"Judas, o obscuro" é um romance de drama e tragédia da nossa civilização. É indiscutível que o século XIX e o XX vão ambos ficar
caracterizados, literariamente, pelo predomínio quase absoluto do romance como
género literário. Ora, dentro do romance, também é fora de dúvida que a
Inglaterra não cede um passo a França na luta pela primazia mundial. Ainda
seguindo o mesmo critério de excelência, ninguém negará que, na Inglaterra,
Thomas Hardy pertence a uma categoria absolutamente ímpar, junto com Dickens,
Meredith, Falsworthy, Lawrence e alguns poucos outros.

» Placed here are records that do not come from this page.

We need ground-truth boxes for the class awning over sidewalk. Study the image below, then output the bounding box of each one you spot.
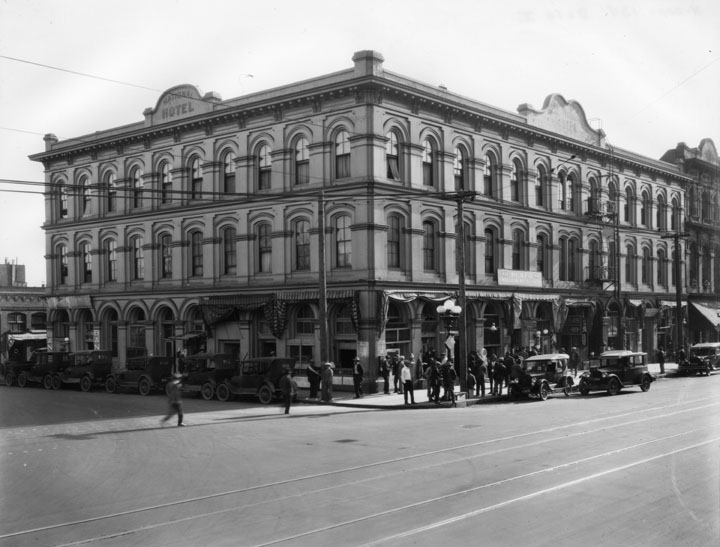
[689,300,720,329]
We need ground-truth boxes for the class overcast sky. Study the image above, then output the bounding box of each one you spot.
[1,0,718,287]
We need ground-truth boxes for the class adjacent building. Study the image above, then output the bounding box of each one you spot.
[30,50,716,384]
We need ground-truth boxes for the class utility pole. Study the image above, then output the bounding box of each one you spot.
[456,193,467,394]
[318,192,329,364]
[661,231,688,352]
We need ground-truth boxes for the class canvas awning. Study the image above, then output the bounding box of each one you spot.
[689,301,720,329]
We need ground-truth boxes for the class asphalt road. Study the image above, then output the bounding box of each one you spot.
[1,374,718,547]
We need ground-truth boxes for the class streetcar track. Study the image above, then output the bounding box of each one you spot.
[2,399,718,544]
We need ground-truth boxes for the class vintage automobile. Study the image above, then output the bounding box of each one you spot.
[215,357,296,404]
[106,355,175,395]
[1,330,47,386]
[677,342,720,376]
[508,353,573,401]
[578,350,653,396]
[179,353,237,400]
[17,350,72,389]
[58,350,114,391]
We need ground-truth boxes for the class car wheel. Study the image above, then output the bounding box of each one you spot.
[17,372,28,388]
[106,377,117,393]
[257,384,273,405]
[4,372,15,387]
[563,377,574,397]
[138,378,151,396]
[80,376,92,392]
[607,377,621,396]
[216,383,230,402]
[640,375,652,392]
[201,382,214,401]
[43,374,53,390]
[539,383,550,401]
[51,375,62,390]
[706,367,712,377]
[579,378,590,396]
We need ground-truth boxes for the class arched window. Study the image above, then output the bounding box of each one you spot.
[702,190,712,222]
[535,166,546,207]
[624,186,635,224]
[160,234,172,279]
[82,243,92,283]
[657,249,666,286]
[160,162,172,204]
[190,231,203,277]
[608,240,617,280]
[687,187,698,218]
[131,167,144,209]
[567,173,577,212]
[294,220,310,271]
[258,144,272,190]
[484,228,496,274]
[58,244,68,284]
[295,137,310,185]
[454,146,465,191]
[656,195,666,230]
[335,130,350,179]
[190,157,203,200]
[81,175,92,215]
[256,223,272,273]
[422,139,434,187]
[223,151,236,194]
[671,198,681,231]
[641,247,652,284]
[295,306,315,336]
[559,172,568,210]
[386,214,403,268]
[335,215,351,268]
[536,234,549,279]
[640,190,651,227]
[702,244,711,287]
[105,172,117,213]
[385,131,401,181]
[456,220,473,276]
[132,236,144,280]
[625,244,636,285]
[104,239,117,282]
[57,182,69,219]
[483,154,495,197]
[559,236,578,281]
[222,226,237,275]
[512,229,526,270]
[588,177,601,214]
[422,220,437,271]
[589,240,601,280]
[510,160,522,203]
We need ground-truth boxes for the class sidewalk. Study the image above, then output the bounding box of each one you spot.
[299,362,678,410]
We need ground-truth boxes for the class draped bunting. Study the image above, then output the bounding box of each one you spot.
[264,298,288,339]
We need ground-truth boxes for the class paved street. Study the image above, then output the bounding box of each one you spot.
[1,372,719,547]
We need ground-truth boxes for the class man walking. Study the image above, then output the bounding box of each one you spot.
[279,366,297,414]
[161,372,184,427]
[401,358,416,405]
[352,356,364,398]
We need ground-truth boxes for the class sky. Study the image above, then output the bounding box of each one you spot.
[0,0,718,287]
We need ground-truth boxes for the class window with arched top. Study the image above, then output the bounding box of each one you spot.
[82,242,92,283]
[567,174,577,212]
[131,167,144,209]
[160,234,172,279]
[455,220,473,276]
[687,187,698,218]
[624,186,635,224]
[386,214,404,268]
[454,146,465,191]
[222,226,237,275]
[588,177,601,214]
[608,240,617,280]
[512,229,526,270]
[559,236,579,281]
[510,160,523,203]
[8,313,26,332]
[589,240,601,280]
[641,247,652,284]
[483,154,495,197]
[81,176,92,215]
[385,131,401,181]
[104,172,117,213]
[258,144,272,190]
[537,234,549,279]
[671,198,680,231]
[535,166,547,207]
[422,220,437,271]
[256,223,272,273]
[702,244,711,286]
[484,228,497,274]
[422,139,435,187]
[625,244,636,285]
[335,215,352,268]
[223,151,236,194]
[656,195,666,230]
[640,191,651,227]
[657,249,667,286]
[295,137,310,185]
[104,239,117,282]
[190,231,203,277]
[294,219,310,271]
[294,305,315,336]
[160,162,172,204]
[132,236,144,280]
[58,244,68,284]
[702,190,712,222]
[190,157,203,200]
[559,172,568,210]
[335,130,351,179]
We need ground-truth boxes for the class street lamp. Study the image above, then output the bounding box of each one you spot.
[437,298,462,365]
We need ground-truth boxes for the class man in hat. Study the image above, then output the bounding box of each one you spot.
[321,362,334,402]
[352,356,364,398]
[161,373,184,427]
[278,365,297,414]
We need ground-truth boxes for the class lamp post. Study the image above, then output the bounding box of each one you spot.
[661,231,689,353]
[437,298,462,382]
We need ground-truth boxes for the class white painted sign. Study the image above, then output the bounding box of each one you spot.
[497,269,543,288]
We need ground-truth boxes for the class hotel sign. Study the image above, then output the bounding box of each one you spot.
[145,84,216,126]
[497,269,542,288]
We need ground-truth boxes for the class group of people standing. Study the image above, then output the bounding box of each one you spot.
[305,361,338,402]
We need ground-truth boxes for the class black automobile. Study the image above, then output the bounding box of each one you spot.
[58,350,114,391]
[17,350,72,389]
[179,353,237,400]
[216,357,295,404]
[106,355,175,395]
[677,343,720,376]
[508,353,574,401]
[578,350,653,396]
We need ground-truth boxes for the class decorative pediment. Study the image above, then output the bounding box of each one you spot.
[697,138,718,165]
[144,84,221,127]
[518,94,606,148]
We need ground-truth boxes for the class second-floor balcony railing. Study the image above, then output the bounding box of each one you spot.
[586,265,617,282]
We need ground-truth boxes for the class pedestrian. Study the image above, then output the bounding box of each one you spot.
[503,352,514,390]
[656,346,666,374]
[321,362,334,402]
[278,366,297,414]
[493,359,507,396]
[442,362,457,407]
[161,372,184,427]
[401,359,416,405]
[477,356,487,397]
[391,354,402,394]
[352,356,364,398]
[570,347,581,376]
[467,370,476,397]
[306,362,321,399]
[488,353,496,394]
[378,355,390,394]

E com mais certeza ainda
se poderá afirmar que, na obra de Thomas Hardy, nenhum romance pode disputar a
primazia a “
Judas, o Obscuro”. Resulta, portanto, de tudo isso,
que este romance é, inegavelmente, uma das maiores obras-primas que a humanidade
possui e um dos livros que mais fielmente podem refletir o drama ou a tragédia
que a nossa civilização vive. Toda a problemática do homem moderno, na sua vida
íntima, aí está refletida, graças à extraordinária sensibilidade e ao
excepcional poder criador de perfeitas incarnações do homem sensível e delicado,
bom e puro, que a máquina impiedosa das convenções sociais e dos egoísmos
individuais não hesita em esmagar, sem nem sequer desconfiar da desgraça que
está ocasionando. Mas, que pode ele fazer senão ser ele mesmo? E pode ela fazer
senão ser ela mesma? Judas não só não conseguirá construir o seu futuro,
realizar os sonhos de infância, como nada poderá fazer contra o seu destino de
perseguido e de eterno ignorado. Desconhecido, incompreendido, enganado, só
poderá responder aos golpes da vida com a pureza do seu gesto, tantas vezes
repetido, de desvendar inutilmente aos olhos de todos o seu coração de homem. Os
que o rodeiam viram então a face, porque suas feridas ferem a eles próprios. Não
o compreende, na cegueira dos seus pequenos preconceitos de mulher
conscientemente inteligente demais para o seu meio, a criatura que ama e amará a
vida interia acima de todas as coisas. E a outra é só mentiras e engodo. Uma e
outra dele só se aproximarão para reforçar, de um dos modos mais trágicos a que
já nos foi dado assistir, o grito lancinante do poeta contra a mulher: “Tu n’es
jamais la soeur de charité, jamais!”. Por outro lado, o que torna ainda
maior e mais classicamente trágico “
Judas, o Obscuro” é que essa
verdadeira biografia de um fracassado foi escrita por um dos homens que mais
profunda e mais delicada, mais piedosamente, souberam se inclinar sobre o
sofrimento humano. Poucos livros serão mais tristes – amargo, nas suas páginas
finais, como poucos livros terão sido amargos. Poucos possuem, em tão alto grau,
o sentido da tragédia humana, no que ela tem de mais absolutamente insolúvel e
eterno. Acompanhando Judas, passo a passo, no seu terrível calvário, é o próprio
homem que Thomas Hardy acompanha. É o Absoluto que se atinge, através dessa
experiência de homem, e de homem em luta com as realidades sociais da sua época.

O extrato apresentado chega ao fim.